眼前の女幹部は、明らかに異質なオーラを纏っていた。深い闇に生きる者特有の、昏くへばり付くような気味の悪い気配を体中から発散させている。
薄明の騎士とはまるで逆だが、明らかにこの場の誰よりも手練であり、例え四対一でも勝てる算段がつかなかった。よしんば倒せたとして、此方にどれだけの犠牲が出るかを勘定出来ない程コーエンは馬鹿でも無い。

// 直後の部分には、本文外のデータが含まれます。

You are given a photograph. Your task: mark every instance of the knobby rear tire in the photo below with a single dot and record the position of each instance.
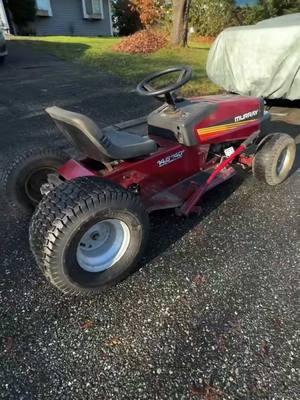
(66, 213)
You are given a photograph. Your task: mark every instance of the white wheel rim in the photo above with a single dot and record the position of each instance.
(103, 245)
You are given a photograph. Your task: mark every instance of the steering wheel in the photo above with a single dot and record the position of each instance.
(145, 88)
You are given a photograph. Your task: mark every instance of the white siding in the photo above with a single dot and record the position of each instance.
(68, 19)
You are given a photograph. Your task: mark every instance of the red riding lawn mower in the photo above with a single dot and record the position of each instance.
(91, 224)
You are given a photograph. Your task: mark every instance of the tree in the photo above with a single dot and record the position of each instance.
(126, 19)
(179, 33)
(22, 11)
(150, 11)
(210, 17)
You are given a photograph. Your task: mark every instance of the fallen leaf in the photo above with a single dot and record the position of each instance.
(221, 343)
(264, 348)
(115, 341)
(277, 323)
(199, 279)
(8, 343)
(87, 324)
(207, 392)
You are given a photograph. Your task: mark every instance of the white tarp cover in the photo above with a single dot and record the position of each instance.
(259, 60)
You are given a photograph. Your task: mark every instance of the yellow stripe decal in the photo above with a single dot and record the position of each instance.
(221, 128)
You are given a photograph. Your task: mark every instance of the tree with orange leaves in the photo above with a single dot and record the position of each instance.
(150, 11)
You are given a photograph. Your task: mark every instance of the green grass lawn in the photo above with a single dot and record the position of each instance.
(99, 53)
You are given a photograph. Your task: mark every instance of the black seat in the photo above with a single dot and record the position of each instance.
(107, 145)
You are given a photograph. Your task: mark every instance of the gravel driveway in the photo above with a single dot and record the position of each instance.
(212, 312)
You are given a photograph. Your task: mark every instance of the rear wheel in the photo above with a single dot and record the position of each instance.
(24, 172)
(274, 160)
(88, 234)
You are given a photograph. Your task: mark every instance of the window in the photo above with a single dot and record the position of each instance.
(92, 9)
(43, 8)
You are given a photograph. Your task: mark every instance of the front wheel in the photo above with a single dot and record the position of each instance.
(88, 234)
(274, 160)
(23, 173)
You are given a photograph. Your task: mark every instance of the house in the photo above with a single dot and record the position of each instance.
(72, 17)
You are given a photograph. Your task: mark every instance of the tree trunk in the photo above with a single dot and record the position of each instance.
(179, 34)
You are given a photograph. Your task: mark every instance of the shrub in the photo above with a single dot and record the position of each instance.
(126, 20)
(22, 11)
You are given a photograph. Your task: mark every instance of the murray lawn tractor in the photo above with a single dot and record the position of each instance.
(91, 224)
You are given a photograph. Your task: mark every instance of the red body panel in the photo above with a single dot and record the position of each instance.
(168, 166)
(177, 175)
(235, 118)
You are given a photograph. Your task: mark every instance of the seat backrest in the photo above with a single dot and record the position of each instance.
(82, 132)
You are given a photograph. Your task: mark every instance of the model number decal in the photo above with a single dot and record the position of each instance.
(250, 114)
(170, 158)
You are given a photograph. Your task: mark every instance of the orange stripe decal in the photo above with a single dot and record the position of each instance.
(218, 129)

もっと言えば、ここで幹部を一人倒すことは――完全なウロボロス・ファミリーへの反逆行為と言える。ただ仕事に失敗して逃げ出すのとはわけが違い、確実に追手が来て殺される事になるだろう。
「分かった、ただし……その仕事をこなしたら、俺たちはもうお前らとは関わらねぇ。これでいいか?」
「まぁ……好きにするといいさ。こっちは仕事さえしてくれれば構わない。その後君らがどうするかなんて、私には興味ないよ。やり方も君らの自由だ」
女はそう言うと、静かに踵を返して外壁街の闇の中へと消えていった。途端、場に張り詰めていた緊張の糸が緩み、今頃冷や汗がうなじを伝う。
「死ぬかと思った……」
「俺も……」
「兄貴ぃ……まずいよ、このままだと妹が……」
元より気が弱く既に半泣きのダズに、ガムとビリーすらも負の気にやられて顔を土気色にしている。
「ウダウダやってねぇで、とっとと行くぞ。俺たちが生き残るにはやるしかねぇんだ。ダズ、テメェの妹を助けるのにもな」
「……はい」
「今度は生け捕りじゃなく、ガキ一人殺せばいいだけだ。俺たちならやれるさ」
コーエンの叱咤により再び歩き出すが、先程までと違ってその足取りは鉛のように重い。全員がこの先の未来を想像し、既に絶望を感じ始めていた。